Third-level colleges generate €4 for every €1 they spend, and seven jobs for each person they employ, a study suggests.
The jobs impact of Dublin’s three universities is higher on the capital than the impact other universities have on their regions.
Brian Lucey, professor in finance at Trinity College Dublin’s business school and one of three authors of the article, published in Studies in Higher Education, said it was one of the first attempts to analyse the economic impact of the sector.
While the data is based on the 2010-2011 academic year, spending was €2.6bn, of which €1.5bn came from government sources.
But higher education contributed €10.6bn to the economy, 70% of it generated by the seven universities, and the remainder by the 14 institutes of technology.

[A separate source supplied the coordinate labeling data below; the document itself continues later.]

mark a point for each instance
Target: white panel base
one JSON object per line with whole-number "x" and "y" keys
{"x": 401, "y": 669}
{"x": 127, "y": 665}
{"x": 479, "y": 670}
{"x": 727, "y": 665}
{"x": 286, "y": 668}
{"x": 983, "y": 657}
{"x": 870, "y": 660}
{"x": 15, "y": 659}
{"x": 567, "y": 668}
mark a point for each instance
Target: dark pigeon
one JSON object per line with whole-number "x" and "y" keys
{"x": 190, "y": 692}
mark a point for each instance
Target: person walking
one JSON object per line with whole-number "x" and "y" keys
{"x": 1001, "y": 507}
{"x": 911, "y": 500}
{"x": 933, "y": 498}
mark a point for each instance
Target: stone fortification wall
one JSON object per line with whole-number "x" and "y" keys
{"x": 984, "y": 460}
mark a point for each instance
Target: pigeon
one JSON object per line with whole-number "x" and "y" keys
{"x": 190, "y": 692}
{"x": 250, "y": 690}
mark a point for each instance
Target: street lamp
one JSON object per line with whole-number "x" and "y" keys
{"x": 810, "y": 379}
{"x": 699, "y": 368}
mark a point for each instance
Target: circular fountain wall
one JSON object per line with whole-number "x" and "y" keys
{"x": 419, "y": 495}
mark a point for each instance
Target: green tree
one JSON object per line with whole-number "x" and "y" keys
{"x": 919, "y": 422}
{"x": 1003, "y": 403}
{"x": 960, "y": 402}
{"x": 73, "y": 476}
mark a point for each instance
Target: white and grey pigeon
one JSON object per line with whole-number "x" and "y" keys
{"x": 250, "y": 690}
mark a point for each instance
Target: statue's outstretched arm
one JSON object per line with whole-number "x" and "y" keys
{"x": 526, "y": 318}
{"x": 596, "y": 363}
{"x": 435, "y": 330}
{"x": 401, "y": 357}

The colleges employed 22,000 staff, but indirectly supported 150,000 jobs.
“While there has been a lot of talk about the financial sustainability of higher education, and the search for new funding models in universities and other higher education institutions in Ireland, little empirical evidence exists to guide policy-making,” said Prof Lucey, an Irish Examiner business columnist.
“The findings will contribute to the current national debate about the funding challenges facing the sector in a post-bailout environment.”
A major aspect of that debate is whether or not students should pay more fees to increase funding for higher education, given that government has cut spending and that student numbers have risen.
While speculation has focused on a student-loan scheme to finance increased private funding, this is just one of the possibilities that will face the incoming government after the spring election.
The study, co-written with Qiantao Zhang and Charles Larkin, finds that Irish figures are comparable to similar studies of higher education institutions in the UK. Along with the three Dublin universities, University of Limerick and Letterkenny Institute of Technology also feature in the top 20 of all UK and Irish institutions for levels of economic impact.
The researchers also suggest the findings could inform debate about mergers and co-location of Irish colleges, and how their income diversity will result in desirable, or undesirable, policy outcomes.
“Less-developed regions could concentrate more on developing a dense system of high-tech and innovative firms to enhance the interactions between universities and firms,” they wrote.